QT_V.2 64K — Multilingual BPE Tokenizer

The most equitable 64K tokenizer available. 71 natural languages across 26 script families, with half the vocabulary of Llama 3, Tekken, and Qwen 2.5 — yet fewer total tokens on both FLORES-200 (204 languages) and our 66-test field benchmark.

Part of the QT_V.2 tokenizer family by Quartz Data Infrastructure, the open data layer behind AENEA.

FLORES-200 Results (204 Languages · 1,012 Parallel Sentences)

Metric QT 64K QT 96K QT Code 114K Llama 3 (128K) Tekken (131K) Qwen 2.5 (152K)
Total tokens 13,592,357 12,961,617 13,007,924 16,764,198 14,421,539 15,425,680
Equity ratio 41.0× 31.6× 43.3× 118.6× 127.9× 77.7×
Mean fertility 4.18 3.94 4.03 5.72 5.34 4.91

The equity ratio measures the gap between best-served and worst-served language (lower is fairer). QT 64K at 41.0× is 2.9× more equitable than Llama 3 (118.6×) and 3.1× more equitable than Tekken (127.9×) — at half the vocabulary.

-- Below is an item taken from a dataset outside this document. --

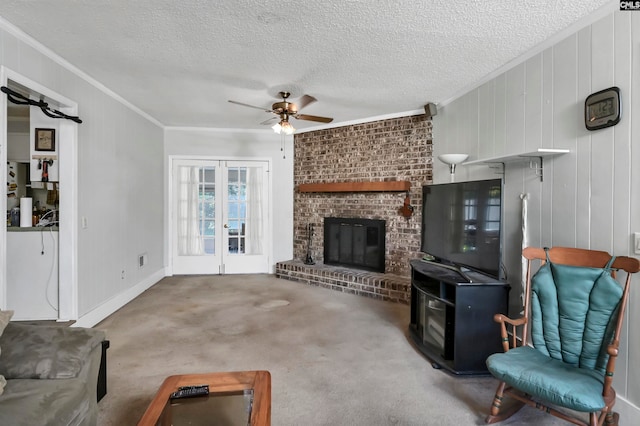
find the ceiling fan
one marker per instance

Where QT 64K Dominates (FLORES-200 tok/word)

Language QT 64K Llama 3 Tekken Qwen 2.5
Tibetan 42.5 149.8 168.4 98.0
Odia 4.16 16.90 18.30 13.65
Khmer 17.1 40.9 70.5 30.7
Georgian 3.83 15.47 3.93 8.33
Sinhala 3.84 11.37 16.60 9.17
Amharic 3.90 11.95 11.98 6.45

Field Benchmark (66 Tests)

Metric Value
Total tokens 3,593
vs Llama 3 (128K) 36.3% fewer tokens
vs Tekken (131K) 17.3% fewer tokens
vs Qwen 2.5 (152K) 30.7% fewer tokens

When to Use This Variant

QT_V.2 64K is ideal when you need the smallest possible embedding table — for parameter-constrained small models, edge deployment, or when every MB of VRAM matters.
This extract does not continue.